Paragon’s data covers money deposited into savings accounts from CACI, which include the UK’s largest banks and building societies, and smaller savings providers like Ford Money and Shawbrook Bank which regularly offer market-beating interest rates. It echoes figures from the Bank of England, which found savers stashed away £30 billion in March and April, three times as much as they saved in the first two months of the year.

But while deposits into instant-access accounts have surged, the amount of money held in fixed-term or notice accounts fell. Savers clearly want easy access to their cash as the economic ground shifts beneath their feet, a senior banker at a challenger savings bank said.

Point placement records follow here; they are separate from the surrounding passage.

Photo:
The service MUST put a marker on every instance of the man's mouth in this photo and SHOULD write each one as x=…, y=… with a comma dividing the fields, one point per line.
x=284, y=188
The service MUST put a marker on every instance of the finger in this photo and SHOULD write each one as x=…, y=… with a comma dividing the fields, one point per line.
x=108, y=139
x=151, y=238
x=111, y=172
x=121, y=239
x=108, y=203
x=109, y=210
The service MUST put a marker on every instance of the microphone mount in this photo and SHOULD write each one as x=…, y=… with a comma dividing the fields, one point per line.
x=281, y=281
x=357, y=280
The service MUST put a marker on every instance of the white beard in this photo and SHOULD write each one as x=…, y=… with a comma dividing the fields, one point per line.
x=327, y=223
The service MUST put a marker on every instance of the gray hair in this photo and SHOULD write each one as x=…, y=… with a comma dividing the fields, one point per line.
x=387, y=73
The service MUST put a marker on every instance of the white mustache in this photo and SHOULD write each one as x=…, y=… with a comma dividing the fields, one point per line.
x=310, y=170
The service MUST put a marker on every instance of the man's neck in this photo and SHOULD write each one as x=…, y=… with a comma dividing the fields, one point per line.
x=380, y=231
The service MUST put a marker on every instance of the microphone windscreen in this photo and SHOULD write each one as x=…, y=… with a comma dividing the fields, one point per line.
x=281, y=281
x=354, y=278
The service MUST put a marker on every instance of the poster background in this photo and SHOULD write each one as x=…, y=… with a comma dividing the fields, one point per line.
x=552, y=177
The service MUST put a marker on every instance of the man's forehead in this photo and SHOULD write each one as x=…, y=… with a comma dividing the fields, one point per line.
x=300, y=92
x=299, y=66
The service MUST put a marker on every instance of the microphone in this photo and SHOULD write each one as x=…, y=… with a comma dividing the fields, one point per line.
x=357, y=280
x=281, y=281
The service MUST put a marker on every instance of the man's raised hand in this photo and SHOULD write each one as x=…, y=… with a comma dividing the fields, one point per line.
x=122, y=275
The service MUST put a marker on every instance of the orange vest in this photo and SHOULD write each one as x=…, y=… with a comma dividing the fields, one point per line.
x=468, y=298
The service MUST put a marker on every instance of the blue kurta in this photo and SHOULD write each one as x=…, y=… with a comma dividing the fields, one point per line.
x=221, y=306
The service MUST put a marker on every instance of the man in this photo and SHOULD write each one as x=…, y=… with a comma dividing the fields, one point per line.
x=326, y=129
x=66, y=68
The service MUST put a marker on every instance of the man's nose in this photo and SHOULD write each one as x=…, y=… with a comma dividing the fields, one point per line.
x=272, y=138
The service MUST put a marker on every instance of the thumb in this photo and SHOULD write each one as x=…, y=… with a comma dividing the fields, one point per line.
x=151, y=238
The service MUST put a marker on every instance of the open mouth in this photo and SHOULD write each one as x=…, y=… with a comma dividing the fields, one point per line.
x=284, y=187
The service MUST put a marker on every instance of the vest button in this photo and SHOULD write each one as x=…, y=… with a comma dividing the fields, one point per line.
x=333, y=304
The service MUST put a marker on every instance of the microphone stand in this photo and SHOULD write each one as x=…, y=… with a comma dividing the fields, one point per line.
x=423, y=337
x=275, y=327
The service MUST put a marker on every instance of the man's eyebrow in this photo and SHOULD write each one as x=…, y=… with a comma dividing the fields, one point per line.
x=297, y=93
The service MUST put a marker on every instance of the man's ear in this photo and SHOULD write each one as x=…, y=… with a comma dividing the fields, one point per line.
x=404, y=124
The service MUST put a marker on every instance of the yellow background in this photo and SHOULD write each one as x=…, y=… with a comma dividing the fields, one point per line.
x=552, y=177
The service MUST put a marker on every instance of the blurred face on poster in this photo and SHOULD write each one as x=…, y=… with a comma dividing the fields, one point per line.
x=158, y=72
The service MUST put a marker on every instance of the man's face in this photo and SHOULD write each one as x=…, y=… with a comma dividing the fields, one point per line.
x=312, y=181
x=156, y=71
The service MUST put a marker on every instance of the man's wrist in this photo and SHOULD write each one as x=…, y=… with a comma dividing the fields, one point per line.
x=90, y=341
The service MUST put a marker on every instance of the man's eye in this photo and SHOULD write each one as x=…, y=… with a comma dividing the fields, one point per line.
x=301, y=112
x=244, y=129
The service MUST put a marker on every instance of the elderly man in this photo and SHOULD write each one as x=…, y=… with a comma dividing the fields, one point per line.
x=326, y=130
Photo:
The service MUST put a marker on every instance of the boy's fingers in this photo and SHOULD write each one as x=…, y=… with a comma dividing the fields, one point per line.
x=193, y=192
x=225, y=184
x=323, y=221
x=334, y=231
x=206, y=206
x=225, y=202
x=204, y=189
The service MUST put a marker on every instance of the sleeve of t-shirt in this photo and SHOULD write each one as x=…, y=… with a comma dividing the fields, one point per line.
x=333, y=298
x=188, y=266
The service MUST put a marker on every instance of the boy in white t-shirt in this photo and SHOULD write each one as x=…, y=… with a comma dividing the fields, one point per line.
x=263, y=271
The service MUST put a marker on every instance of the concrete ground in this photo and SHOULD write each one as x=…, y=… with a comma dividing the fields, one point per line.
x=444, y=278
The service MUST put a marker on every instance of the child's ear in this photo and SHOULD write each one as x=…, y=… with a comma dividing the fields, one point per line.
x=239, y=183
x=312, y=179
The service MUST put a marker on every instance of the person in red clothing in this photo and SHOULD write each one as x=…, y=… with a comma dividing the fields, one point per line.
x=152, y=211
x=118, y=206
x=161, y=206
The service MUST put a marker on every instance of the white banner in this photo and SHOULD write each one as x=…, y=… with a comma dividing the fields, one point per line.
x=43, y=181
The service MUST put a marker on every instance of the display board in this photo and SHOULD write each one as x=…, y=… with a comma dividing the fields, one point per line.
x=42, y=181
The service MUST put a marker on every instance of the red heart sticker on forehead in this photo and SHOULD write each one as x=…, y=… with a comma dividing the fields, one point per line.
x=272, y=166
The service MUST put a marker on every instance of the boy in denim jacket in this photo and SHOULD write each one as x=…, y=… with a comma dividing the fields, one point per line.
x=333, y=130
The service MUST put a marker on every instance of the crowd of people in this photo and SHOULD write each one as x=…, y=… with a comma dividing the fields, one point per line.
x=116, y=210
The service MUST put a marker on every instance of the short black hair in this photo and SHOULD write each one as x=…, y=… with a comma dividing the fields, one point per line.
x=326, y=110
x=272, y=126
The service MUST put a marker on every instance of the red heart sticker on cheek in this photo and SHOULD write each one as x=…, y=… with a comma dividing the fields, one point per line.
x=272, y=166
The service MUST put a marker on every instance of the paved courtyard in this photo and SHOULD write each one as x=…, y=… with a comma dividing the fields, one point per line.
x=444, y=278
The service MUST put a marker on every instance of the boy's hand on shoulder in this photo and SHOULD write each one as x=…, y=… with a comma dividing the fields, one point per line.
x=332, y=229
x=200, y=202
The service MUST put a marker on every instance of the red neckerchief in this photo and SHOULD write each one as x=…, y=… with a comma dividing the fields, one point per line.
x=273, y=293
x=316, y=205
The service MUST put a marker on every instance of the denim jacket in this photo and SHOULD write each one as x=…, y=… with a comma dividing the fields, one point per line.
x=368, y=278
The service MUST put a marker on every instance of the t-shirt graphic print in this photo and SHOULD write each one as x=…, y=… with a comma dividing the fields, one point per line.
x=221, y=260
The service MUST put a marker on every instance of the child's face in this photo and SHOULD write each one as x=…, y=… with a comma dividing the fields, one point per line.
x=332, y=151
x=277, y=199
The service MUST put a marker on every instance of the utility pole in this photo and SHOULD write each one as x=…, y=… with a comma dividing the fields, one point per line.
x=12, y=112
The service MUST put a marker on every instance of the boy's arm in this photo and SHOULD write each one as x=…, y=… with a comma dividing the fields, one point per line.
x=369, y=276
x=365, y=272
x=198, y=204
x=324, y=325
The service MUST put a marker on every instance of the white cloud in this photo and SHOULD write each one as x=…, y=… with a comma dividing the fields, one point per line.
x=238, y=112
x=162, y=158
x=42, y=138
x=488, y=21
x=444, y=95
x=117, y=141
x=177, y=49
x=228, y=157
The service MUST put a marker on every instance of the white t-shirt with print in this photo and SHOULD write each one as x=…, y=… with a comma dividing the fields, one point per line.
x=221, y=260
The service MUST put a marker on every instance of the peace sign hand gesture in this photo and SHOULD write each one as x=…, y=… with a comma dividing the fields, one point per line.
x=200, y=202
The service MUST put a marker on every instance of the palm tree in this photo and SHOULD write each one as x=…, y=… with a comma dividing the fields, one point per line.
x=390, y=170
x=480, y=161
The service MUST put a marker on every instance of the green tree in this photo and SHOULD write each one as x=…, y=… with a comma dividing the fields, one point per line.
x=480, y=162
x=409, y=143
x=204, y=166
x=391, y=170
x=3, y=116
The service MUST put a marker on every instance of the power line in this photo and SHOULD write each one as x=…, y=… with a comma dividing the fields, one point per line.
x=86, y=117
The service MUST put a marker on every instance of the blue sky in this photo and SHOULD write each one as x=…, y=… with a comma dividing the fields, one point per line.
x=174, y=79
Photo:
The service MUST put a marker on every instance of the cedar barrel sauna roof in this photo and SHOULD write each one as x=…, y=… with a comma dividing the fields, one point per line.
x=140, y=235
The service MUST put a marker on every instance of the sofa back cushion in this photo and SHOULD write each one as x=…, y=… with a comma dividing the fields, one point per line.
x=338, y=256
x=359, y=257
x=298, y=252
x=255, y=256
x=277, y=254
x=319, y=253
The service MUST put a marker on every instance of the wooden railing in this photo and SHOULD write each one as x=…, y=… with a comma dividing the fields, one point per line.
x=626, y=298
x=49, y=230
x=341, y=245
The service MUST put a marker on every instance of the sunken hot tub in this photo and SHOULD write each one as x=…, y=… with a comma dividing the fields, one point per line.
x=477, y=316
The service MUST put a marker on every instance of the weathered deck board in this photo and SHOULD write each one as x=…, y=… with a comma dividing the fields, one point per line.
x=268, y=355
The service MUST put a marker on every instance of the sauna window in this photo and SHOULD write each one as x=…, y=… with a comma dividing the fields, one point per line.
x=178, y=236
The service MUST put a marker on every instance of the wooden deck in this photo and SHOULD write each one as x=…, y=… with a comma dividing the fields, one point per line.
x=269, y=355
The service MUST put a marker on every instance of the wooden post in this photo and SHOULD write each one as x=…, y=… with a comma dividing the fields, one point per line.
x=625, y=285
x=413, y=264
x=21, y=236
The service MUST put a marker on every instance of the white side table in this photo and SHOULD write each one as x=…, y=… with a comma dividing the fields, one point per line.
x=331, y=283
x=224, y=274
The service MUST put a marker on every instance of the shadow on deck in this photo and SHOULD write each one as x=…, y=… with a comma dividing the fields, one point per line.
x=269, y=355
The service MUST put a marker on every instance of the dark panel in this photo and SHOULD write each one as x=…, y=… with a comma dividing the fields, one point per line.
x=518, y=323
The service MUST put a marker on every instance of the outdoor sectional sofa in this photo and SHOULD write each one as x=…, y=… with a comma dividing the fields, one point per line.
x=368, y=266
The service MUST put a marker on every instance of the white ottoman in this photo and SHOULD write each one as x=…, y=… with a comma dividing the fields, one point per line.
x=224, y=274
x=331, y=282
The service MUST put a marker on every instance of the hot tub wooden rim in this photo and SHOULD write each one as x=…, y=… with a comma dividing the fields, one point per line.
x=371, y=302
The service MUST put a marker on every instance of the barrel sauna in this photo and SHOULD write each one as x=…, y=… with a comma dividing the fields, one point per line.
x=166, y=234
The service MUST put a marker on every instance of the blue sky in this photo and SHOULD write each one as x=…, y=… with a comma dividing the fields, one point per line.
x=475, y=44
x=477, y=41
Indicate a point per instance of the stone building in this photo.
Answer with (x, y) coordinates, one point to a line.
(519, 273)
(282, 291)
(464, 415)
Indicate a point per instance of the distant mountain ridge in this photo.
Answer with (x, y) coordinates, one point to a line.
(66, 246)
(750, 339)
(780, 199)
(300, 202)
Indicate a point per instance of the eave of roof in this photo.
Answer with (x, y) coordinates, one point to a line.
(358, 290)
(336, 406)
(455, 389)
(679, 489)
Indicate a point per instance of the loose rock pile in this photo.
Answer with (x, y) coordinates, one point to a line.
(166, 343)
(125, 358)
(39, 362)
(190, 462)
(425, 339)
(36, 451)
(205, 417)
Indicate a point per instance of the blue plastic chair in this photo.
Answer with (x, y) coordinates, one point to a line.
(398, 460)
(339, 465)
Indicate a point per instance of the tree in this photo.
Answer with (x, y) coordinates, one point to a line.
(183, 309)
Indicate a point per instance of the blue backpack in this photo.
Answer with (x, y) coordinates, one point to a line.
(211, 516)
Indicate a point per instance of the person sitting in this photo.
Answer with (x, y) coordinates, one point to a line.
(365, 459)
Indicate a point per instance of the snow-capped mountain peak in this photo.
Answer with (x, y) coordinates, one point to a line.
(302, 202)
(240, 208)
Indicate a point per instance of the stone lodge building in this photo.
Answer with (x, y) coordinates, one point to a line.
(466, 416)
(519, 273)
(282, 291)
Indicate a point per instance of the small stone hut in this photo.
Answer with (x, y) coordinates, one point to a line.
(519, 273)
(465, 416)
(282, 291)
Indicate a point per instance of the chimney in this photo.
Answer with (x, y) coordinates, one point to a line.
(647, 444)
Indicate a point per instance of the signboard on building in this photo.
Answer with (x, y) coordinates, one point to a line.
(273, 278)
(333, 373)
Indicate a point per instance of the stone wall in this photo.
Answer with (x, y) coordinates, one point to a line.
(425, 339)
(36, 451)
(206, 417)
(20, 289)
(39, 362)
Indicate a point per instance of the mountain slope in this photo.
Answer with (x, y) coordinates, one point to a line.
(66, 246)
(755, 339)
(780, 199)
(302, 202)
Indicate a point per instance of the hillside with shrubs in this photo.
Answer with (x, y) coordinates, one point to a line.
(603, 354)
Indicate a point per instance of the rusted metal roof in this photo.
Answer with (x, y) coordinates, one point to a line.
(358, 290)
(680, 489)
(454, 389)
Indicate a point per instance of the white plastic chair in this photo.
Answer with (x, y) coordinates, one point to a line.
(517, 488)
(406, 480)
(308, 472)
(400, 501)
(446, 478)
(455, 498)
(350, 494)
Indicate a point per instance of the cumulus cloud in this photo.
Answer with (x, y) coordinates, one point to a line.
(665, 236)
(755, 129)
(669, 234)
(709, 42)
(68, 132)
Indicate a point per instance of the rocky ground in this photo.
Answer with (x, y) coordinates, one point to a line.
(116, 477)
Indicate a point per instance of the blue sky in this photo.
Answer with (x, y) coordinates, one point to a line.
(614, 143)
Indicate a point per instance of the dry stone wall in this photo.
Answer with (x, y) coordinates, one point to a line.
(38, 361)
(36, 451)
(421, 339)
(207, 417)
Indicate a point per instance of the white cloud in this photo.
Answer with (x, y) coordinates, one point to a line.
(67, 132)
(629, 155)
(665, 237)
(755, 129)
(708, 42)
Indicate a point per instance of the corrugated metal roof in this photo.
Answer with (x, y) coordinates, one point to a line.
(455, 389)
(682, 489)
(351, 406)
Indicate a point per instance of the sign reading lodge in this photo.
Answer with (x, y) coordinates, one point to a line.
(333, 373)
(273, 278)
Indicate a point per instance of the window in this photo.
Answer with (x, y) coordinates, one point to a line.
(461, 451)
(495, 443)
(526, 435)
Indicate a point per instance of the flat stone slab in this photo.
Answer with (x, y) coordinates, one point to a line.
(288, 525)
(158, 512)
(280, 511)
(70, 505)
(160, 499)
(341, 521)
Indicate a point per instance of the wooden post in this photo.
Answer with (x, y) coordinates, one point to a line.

“The lockdown has seen savers lock down their spending, but they aren't prepared to lock down their savings, they want it close to hand. People are spending less, withdrawing from savings less and topping up savings more. What they are saving they want quick access to given the economic uncertainty, which is very sensible,” the anonymous banker said.

While the coronavirus crisis has thrown the UK economy into turmoil, some households have come out ahead, as their commuting and entertainment expenses have fallen. The Office for National Statistics (ONS) calculated that lockdown restrictions have prohibited an average of £182 a week of household spending. 

Fortunate households are putting those saved pounds into savings accounts or using them to pay off debts. A record £7.4 billion of credit card and loan debt was cleared in April.

But while some are seeing a windfall, other households are facing spiralling debts. Debt advice charity StepChange has estimated that 4.6 million households have already racked up £6 billion in debt as they default on bills and rely on credit cards to make ends meet.

So the savings bonanza is largely limited to the wealthy. According to the Resolution Foundation, two in five high-income households have seen monetary gains during the pandemic, compared to just one in eight low-income families.